NoSQL became a buzz word in the last 12 months. Why?
The short explanation is that there are a number of new databases which don’t depend entirely on SQL (which we can think of as Not Only SQL databases) and some which don’t depend on SQL at all (which we can think of as absolutely No SQL databases). Some of these products are getting traction (examples include Aster Data, MongoDB, Apache Cassandra and MarkLogic). These are database products which IT users are happy to buy into, that are distinctly different to the typical relational databases that we have grown accustomed to.
Some of this has been a consequence of significant changes to computer hardware.

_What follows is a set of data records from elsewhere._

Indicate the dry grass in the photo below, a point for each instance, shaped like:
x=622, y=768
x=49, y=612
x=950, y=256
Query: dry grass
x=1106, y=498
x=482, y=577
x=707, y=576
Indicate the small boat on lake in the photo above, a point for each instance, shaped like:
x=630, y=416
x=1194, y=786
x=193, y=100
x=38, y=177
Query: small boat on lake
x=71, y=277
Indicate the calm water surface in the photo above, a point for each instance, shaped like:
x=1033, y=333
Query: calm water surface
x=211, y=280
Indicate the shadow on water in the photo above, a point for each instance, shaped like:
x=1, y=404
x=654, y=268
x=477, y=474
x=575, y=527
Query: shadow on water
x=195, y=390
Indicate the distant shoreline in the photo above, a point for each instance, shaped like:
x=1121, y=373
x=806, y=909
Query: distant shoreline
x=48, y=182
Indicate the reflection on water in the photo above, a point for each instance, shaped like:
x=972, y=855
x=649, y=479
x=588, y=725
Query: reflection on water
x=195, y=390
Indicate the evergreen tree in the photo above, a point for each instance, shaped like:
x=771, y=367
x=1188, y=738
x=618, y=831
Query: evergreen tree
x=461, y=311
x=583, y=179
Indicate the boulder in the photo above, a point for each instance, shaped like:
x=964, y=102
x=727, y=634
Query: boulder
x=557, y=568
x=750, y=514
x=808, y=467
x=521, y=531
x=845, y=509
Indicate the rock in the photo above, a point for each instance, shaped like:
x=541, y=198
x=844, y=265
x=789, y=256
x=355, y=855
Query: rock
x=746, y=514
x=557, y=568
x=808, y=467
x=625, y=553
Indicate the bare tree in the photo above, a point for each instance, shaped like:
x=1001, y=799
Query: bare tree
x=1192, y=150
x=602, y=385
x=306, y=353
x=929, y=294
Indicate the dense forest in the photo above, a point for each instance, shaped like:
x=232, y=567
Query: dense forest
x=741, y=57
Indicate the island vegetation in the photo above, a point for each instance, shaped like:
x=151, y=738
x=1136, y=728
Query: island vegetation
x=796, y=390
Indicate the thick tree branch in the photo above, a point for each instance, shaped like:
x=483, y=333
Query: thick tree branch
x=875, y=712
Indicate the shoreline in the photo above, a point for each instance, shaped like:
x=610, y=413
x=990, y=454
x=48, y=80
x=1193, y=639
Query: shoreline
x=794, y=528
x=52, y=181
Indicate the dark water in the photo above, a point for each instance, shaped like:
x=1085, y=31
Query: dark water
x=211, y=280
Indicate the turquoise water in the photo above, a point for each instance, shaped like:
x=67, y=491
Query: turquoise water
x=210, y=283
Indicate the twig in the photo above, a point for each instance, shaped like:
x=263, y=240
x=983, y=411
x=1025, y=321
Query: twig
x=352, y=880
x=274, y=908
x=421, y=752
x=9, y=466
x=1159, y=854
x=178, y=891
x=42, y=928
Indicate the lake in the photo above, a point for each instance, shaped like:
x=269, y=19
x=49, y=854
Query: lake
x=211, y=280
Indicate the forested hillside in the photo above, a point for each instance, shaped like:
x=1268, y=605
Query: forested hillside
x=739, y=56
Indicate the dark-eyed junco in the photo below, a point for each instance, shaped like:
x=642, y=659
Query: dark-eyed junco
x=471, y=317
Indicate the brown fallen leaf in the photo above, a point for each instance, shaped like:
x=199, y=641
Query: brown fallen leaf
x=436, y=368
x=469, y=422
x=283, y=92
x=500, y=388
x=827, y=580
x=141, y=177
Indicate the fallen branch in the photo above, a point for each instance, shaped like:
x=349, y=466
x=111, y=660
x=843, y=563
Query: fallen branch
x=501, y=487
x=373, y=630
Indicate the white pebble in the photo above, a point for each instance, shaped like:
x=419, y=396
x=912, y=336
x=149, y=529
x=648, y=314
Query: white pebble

Servers are now multicore – which means that each server CPU sports more than one processor (or core) per CPU chip. The trend to multicore chips began when heat output made it impractical to increase the clock speed of chips. The viable clock rate topped out at about 3 gigahertz for desktop devices and a little higher – in the 4-5 gigahertz range – for servers. Servers have more efficient cooling systems than desktops, so high clock rates are possible.
So the chip manufacturers start adding extra cores to their CPU chips continuing to improve raw chip performance by other means. This had the effect of turning a single server with a single CPU chip into something akin to an SMP server (a server built with multiple CPUs). That in turn had the effect of increasing the raw power of a genuine SMP server. Low cost SMP servers typically have 4 CPUs and if each has, say, 6 cores then that gives you 24 processors. That’s more like a grid of computers than an SMP server and if you assemble several such servers, that’s even more like a computer grid.
Traditional relational databases were engineered for SMP configurations and they are, to some degree being superseded by shared-nothing scale-out architectures that are fundamentally grid-oriented.
The Other Hardware Components
It’s now possible to configure hundreds of gigabytes of memory on powerfully configured servers, which means that much more data can be held in memory. This makes it possible to pin fairly large databases tables in memory, giving a welcome kick to performance for some applications. This in turn has emphasized the importance of data compression as a database performance technique.
Additionally, Solid State Disks (SSDs) are now coming to the fore. So many of the software techniques and tuning parameters associated with spinning disk that are found in relational databases are becoming unimportant. Even with spinning disk, random reads from spinning disk can be largely eliminated, because they are too slow. Instead a database can either read serially from disk, or where random reads are frequent, pin the table in memory. That in turn means that data is best organized to suit serial reads of disks – i.e. tables need to be partitioned across multiple disks and multiple i/o channels.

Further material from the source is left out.